La nouvelle levée de boucliers dans divers secteurs économiques coïncide donc avec le paiement prochain du PRB. Une situation qui trouve son origine plus particulièrement chez les employés au bas de l’échelle. Ces derniers considèrent que le fossé qui les sépare de leurs pairs du public va se creuser davantage avec les ajustements de salaire dans la fonction publique. Ajouté à cela, il y a un sentiment de scepticisme au sein de la population quant à une amélioration de la qualité de service qui est offert.

Ce climat social déjà tendu pourrait se dégrader davantage si l’inflation, qui s’est jusqu’ici stabilisée autour de 3,6 %, devait faire son retour comme s’accorde à dire le Gouverneur de la Banque de Maurice, Rundheersing Bheenick, dans l’entretien qu’il nous a accordé, cette semaine.

Une éventuelle relance de l’inflation ne viendrait pas cette fois de facteurs exogènes, mais bel et bien de nos prises de position sur le plan domestique. La hausse du ticket d’autobus en est un bel exemple.  

Eu égard à son impact sur le pouvoir d’achat, une remontée de l’inflation ne fera que verser de l’huile sur le feu des  revendications tout en apportant un justificatif aux demandes syndicales pour des révisions salariales. Même le patron de la Banque centrale estime que la proportion des ménages vivant sous le seuil de pauvreté est en hausse à Maurice. Il prend pour appui les Household Budget Surveys qui sont réalisés tous les cinq ans.
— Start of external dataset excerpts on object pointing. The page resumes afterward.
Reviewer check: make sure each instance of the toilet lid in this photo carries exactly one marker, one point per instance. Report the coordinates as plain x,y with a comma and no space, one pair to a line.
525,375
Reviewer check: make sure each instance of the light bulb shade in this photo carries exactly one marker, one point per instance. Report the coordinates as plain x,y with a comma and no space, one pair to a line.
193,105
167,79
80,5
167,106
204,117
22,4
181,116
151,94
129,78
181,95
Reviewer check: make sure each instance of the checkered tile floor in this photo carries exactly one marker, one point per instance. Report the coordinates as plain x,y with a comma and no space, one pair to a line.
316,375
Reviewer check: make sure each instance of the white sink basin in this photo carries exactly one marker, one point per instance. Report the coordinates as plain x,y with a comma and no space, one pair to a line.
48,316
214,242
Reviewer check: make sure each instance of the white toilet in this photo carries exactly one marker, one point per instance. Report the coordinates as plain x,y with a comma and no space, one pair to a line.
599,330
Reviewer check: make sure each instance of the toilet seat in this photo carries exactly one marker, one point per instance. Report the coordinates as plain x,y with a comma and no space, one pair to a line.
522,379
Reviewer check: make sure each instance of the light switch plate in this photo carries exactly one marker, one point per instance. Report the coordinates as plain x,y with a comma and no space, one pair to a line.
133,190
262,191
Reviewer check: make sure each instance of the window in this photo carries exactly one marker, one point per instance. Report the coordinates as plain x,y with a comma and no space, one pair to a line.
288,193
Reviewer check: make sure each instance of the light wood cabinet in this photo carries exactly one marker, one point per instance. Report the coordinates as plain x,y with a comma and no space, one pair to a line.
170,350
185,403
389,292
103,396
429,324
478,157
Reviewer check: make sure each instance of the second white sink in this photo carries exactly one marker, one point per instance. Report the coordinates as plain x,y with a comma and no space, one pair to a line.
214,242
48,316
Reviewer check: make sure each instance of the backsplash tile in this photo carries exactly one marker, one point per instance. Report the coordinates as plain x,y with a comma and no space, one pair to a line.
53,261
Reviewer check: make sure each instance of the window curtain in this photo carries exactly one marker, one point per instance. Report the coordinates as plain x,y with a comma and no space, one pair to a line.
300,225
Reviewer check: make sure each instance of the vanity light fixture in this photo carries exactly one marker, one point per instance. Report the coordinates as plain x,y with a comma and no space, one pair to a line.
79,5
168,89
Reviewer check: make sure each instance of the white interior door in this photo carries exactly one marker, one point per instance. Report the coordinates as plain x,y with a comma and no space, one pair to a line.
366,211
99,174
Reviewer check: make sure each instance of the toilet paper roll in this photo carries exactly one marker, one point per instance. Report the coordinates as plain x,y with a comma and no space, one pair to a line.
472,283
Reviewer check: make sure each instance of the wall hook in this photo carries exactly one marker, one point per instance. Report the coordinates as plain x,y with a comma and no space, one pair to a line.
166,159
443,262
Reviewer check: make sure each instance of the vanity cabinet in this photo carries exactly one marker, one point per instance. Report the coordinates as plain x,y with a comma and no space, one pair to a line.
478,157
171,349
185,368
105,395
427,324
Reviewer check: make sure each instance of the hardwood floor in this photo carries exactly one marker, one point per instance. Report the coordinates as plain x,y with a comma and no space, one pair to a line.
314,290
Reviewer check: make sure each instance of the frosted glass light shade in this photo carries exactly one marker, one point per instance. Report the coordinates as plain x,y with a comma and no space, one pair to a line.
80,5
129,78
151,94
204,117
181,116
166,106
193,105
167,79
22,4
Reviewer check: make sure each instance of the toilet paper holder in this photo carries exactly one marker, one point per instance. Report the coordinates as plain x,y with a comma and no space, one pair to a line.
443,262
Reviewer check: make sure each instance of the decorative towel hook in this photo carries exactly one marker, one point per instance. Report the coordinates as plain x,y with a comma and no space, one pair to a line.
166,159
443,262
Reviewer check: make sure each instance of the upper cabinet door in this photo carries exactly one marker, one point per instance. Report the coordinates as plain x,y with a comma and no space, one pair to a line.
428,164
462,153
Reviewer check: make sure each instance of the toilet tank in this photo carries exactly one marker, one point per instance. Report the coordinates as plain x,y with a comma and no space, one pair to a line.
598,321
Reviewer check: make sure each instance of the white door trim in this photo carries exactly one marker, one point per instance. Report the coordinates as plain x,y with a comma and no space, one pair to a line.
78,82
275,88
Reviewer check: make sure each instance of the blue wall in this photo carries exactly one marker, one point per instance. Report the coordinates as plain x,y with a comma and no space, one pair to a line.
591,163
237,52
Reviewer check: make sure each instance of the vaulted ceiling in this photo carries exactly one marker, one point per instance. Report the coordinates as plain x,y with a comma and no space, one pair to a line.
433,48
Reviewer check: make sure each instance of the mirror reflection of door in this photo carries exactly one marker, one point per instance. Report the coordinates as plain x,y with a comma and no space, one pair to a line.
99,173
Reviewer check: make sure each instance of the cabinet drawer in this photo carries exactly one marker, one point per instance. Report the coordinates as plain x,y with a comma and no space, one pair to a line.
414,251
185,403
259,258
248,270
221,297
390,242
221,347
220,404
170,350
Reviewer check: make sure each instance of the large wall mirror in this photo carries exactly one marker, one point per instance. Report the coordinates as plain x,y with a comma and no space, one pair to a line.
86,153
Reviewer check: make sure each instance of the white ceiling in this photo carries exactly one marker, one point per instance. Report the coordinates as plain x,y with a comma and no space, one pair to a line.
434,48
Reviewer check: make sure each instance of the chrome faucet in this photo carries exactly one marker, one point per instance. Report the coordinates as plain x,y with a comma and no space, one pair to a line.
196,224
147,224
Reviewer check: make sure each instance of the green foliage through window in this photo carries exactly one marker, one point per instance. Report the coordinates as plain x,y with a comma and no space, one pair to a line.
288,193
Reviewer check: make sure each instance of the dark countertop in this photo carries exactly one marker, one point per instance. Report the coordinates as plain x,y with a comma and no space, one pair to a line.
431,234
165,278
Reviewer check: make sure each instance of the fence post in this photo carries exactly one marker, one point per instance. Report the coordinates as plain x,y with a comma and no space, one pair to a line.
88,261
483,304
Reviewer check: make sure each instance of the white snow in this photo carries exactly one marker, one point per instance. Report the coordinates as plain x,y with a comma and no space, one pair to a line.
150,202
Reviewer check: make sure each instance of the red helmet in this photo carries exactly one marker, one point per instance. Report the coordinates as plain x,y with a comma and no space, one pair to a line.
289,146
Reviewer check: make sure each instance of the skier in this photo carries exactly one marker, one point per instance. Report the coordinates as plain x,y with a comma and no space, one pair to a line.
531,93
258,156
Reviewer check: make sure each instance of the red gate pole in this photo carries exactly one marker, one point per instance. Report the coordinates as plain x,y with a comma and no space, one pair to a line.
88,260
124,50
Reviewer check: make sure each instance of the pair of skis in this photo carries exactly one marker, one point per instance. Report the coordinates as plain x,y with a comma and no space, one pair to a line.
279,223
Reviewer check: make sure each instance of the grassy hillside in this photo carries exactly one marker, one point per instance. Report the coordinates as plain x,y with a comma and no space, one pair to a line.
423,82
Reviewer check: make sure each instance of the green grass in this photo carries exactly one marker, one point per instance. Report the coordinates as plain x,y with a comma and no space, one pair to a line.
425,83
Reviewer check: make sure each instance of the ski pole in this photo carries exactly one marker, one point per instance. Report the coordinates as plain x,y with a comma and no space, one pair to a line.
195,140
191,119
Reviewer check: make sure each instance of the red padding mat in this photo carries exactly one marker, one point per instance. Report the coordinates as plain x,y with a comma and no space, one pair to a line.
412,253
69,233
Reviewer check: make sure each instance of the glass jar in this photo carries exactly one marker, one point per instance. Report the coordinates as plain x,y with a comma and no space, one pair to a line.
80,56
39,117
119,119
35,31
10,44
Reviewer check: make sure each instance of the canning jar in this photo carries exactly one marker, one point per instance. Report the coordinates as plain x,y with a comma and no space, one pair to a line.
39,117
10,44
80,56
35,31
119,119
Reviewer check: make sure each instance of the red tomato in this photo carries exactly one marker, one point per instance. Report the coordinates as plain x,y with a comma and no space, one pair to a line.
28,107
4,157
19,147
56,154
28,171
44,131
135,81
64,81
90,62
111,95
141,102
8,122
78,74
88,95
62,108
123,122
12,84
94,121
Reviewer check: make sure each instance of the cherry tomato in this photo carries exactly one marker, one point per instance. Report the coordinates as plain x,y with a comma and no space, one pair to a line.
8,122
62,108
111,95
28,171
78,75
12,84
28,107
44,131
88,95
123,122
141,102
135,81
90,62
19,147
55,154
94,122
Entre-temps, la situation en Europe ne semble pas s’améliorer. Les dernières nouvelles en provenance du Vieux continent, notre principal marché pour le tourisme et l’exportation des produits et services, ne sont guère rassurantes. Selon le Fonds monétaire international, la reprise dans la zone euro se fait non seulement toujours attendre, mais la faiblesse a gagné les états membres et ne se limite plus aux seules économies de la périphérie.

Évaluant les perspectives économiques, Mahmood Pradhan, Deputy Director de la division Europe au sein de l’institution de Bretton Woods, constatequ’ellessont beaucoup plus fragiles qu’elles ne l’étaient il y a un an. Avec les nerfs à vif, les prochains mois s’annoncent tout aussi tumultueuxque les six premiers mois de l’année.